We were all huddled up on the couch watching the best show on television, Celebrity Rehab, when there was an ominous, bass-y “wubba wubba” sound, which we knew from experience is some kind of problem on the power lines, as interpreted by the computer’s subwoofer. As I went one way to turn the computer off, Hannah went the other to find that there was billowing smoke out in the yard, which soon turned into billowing fire; a powerline in front of the house had snapped and was lying on the ground, sparking and flaming in various places. The fire department said they’d be here someday but it wasn’t as if we had the only fire in town, but once they were able to get some people here they dutifully deployed orange traffic cones and watched the fire burn out. As the air was filled with smoke and we expected to lose power at any time, we drove out of the neighborhood the long way, the main route being closed, and headed to the Panera along with a number of other refugees squatting in booths and nursing a non-bottomless cup of coffee. When we got back, things were no better or worse; though the main fire was now out, there was now a dangling wire that put out a hell of a flame every so often when it arced to the ground, and the branches in the wires across the street were smoking nicely and occasionally lighting up.

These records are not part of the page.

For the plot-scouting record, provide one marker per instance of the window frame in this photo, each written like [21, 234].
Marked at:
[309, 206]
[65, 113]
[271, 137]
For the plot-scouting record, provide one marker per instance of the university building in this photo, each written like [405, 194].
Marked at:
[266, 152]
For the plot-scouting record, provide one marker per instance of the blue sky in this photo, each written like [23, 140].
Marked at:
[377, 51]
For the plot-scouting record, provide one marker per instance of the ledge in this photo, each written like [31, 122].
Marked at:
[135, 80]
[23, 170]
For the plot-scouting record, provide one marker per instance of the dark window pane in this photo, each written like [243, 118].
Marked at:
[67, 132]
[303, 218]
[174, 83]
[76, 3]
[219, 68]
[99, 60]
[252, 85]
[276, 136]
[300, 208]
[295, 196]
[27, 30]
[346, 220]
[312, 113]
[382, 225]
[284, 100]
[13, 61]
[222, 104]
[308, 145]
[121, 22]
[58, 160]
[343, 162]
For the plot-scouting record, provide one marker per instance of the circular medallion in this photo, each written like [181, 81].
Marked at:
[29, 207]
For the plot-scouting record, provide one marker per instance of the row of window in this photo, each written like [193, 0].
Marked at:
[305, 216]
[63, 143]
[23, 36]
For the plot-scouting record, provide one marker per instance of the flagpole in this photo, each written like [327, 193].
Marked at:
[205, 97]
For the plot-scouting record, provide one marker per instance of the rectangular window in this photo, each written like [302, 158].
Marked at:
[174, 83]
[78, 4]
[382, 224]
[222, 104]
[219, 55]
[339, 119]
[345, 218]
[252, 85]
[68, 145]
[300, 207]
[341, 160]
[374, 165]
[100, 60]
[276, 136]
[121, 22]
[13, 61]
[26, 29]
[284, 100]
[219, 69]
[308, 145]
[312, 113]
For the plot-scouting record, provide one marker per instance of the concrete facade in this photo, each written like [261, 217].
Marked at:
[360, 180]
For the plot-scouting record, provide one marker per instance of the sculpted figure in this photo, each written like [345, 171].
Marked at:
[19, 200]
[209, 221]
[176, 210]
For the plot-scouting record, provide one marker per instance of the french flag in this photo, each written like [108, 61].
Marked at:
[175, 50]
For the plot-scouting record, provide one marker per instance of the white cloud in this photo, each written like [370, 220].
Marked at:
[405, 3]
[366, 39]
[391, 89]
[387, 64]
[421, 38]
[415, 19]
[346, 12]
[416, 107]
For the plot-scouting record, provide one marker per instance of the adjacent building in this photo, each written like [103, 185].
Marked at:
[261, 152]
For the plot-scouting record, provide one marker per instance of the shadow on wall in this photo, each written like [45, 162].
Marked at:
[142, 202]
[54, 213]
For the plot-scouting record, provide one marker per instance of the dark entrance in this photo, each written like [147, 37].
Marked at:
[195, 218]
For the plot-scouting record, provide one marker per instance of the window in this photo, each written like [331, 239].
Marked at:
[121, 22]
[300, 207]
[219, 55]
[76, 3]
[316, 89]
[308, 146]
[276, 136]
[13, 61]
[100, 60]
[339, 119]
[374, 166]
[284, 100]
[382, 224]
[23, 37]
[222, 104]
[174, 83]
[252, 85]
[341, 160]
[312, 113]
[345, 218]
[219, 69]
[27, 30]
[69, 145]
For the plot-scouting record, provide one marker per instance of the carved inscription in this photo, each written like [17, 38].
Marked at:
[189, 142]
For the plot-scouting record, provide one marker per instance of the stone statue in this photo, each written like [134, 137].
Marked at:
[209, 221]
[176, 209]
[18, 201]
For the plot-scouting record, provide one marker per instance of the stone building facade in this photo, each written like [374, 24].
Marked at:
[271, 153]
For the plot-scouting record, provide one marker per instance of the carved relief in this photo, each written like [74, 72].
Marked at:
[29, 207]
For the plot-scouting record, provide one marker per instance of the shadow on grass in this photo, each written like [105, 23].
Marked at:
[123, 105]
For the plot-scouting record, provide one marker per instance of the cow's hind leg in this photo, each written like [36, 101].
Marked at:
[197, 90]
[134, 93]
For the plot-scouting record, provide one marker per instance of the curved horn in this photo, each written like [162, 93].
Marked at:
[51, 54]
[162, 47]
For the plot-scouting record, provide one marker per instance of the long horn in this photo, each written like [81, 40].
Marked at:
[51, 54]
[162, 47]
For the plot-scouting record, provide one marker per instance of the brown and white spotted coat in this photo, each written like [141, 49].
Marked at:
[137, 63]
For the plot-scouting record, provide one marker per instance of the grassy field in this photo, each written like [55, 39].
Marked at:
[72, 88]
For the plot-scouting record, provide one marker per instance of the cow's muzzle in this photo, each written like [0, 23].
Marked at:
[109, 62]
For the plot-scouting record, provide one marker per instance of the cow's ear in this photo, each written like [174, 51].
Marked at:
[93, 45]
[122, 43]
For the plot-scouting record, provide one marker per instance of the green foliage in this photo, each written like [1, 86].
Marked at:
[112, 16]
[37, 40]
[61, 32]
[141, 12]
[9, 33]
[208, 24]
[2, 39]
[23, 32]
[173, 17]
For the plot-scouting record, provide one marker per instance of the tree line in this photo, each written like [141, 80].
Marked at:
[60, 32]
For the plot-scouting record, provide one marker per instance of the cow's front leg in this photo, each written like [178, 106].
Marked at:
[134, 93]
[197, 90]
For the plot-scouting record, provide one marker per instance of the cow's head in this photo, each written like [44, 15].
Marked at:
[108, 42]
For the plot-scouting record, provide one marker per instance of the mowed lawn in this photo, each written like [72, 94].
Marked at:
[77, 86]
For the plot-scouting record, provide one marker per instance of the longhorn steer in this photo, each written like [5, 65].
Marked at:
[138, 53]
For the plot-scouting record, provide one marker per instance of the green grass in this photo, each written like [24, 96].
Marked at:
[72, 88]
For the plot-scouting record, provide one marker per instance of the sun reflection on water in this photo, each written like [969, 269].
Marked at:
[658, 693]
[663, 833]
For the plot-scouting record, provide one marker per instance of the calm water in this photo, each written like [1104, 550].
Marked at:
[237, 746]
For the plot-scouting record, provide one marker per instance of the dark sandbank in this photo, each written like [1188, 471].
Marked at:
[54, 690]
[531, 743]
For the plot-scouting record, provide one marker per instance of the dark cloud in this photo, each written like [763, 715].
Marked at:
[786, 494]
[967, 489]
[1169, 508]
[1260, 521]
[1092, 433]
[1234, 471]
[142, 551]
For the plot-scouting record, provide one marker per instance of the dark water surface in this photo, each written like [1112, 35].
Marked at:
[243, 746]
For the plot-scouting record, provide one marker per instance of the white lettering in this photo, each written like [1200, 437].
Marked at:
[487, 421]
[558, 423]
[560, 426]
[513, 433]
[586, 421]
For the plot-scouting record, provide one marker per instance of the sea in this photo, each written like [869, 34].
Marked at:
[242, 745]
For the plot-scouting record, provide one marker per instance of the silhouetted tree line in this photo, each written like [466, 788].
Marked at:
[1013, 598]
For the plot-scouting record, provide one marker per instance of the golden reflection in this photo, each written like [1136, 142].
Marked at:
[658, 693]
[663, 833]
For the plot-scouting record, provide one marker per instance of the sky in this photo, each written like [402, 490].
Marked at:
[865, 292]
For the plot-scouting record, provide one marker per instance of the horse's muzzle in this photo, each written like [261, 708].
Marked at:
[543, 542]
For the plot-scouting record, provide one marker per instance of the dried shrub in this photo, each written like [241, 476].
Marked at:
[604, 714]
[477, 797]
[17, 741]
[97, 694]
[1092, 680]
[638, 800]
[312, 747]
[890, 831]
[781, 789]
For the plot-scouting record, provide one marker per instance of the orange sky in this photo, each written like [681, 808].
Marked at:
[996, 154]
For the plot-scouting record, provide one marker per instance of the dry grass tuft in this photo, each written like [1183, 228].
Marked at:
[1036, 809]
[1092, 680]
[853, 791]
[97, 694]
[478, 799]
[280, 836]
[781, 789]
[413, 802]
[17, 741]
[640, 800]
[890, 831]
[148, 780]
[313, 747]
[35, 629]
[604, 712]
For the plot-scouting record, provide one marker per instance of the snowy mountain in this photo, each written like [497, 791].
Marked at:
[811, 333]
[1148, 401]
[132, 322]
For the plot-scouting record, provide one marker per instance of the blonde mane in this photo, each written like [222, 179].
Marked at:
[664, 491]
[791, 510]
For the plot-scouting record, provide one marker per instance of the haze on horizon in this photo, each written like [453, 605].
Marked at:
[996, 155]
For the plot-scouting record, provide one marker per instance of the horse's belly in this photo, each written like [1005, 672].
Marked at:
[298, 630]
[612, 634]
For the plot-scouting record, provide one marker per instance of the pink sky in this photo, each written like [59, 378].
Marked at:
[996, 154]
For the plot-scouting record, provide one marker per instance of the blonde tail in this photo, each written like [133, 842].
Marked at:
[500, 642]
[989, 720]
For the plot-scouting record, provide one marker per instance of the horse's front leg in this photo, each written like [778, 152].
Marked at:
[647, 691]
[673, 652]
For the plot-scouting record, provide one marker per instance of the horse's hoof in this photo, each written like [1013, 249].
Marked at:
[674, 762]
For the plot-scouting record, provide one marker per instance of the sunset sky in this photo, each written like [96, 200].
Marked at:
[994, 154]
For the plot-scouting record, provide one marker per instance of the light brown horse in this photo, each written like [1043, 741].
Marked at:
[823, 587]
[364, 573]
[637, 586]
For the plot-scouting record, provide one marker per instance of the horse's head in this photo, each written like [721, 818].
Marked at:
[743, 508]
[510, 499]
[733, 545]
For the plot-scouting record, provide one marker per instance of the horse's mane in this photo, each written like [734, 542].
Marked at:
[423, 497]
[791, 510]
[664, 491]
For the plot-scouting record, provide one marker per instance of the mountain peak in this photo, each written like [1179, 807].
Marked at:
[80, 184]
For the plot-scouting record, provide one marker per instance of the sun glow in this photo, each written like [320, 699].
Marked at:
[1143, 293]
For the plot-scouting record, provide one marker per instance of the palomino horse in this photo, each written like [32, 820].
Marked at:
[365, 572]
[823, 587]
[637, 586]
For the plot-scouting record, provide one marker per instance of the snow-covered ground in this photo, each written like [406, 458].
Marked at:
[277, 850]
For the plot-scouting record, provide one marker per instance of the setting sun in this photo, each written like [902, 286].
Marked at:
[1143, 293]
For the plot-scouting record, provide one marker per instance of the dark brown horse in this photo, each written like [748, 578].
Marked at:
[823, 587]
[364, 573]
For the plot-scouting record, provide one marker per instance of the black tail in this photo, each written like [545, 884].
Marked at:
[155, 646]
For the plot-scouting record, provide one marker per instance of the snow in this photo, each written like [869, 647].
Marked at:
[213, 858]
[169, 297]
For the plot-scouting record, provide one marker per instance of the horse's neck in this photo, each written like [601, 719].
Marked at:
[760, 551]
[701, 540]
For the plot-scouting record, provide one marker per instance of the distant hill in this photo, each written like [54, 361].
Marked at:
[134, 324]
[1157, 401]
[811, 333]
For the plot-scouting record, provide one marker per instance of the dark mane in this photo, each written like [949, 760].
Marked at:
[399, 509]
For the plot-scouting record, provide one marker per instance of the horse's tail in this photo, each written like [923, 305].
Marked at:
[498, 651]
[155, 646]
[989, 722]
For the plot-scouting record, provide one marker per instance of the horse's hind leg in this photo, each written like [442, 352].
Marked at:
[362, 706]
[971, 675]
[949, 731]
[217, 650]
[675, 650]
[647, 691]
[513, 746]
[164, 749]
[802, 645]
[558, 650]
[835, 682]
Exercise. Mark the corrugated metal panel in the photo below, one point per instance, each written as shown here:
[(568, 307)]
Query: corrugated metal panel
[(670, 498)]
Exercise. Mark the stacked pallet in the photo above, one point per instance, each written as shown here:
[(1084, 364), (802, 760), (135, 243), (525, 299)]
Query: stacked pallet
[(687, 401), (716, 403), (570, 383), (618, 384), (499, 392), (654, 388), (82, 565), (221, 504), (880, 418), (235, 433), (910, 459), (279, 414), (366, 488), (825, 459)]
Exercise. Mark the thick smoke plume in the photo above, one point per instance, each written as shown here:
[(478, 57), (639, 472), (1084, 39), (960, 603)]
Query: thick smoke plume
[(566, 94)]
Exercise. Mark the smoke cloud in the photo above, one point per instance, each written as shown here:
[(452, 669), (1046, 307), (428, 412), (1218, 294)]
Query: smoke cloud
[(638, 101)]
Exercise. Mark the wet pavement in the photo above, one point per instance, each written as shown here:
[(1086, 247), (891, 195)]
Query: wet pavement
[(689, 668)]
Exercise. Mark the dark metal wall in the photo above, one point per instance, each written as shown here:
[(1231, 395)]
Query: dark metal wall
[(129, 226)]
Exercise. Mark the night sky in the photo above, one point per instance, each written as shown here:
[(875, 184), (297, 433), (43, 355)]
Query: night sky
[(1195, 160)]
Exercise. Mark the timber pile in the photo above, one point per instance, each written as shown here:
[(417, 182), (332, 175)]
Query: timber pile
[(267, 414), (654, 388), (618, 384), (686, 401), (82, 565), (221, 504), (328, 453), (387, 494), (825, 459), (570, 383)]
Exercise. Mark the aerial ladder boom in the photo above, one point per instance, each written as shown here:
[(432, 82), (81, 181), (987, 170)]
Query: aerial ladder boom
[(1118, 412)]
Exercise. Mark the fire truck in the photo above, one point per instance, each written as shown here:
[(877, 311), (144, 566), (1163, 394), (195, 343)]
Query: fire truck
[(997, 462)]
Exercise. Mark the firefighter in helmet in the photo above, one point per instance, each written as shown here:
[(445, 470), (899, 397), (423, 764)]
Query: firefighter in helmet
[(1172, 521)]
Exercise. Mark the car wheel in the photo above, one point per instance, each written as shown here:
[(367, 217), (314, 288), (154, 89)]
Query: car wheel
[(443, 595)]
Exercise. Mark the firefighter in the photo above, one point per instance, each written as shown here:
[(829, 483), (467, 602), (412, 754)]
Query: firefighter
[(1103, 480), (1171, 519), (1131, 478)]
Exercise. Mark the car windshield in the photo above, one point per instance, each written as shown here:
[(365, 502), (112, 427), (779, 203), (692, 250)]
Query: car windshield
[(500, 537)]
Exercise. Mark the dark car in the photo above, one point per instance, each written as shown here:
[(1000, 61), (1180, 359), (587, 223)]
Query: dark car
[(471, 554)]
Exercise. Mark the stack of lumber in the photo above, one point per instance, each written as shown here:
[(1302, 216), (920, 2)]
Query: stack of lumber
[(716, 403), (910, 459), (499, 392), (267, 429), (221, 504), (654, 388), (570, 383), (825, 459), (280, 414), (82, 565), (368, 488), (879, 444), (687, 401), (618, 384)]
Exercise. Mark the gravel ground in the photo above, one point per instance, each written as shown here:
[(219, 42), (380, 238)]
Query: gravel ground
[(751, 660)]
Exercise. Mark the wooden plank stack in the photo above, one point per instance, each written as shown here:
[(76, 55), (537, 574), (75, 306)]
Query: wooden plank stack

As we sit here, there’s still power, and a very nice woman from National Grid is sitting in a truck outside until someone else comes along who can actually fix the problems. And it’s like this across several counties, with a couple of hundred thousand people out of power entirely.
The weird thing about ice storms is that they’re incredibly beautiful – it’s like the world was suddenly coated in glass, and when the sun comes out everything shines like an imaginary crystal world. And then a giant ice-coated limb smashes through your roof or your car and all that pretty doesn’t count for much.
If the power stays on, it’s Buffy marathon night. No reason, it just is.
Update: Saturday morning. Buffy marathon, successful. National Grid’s person watching the wire, still out there.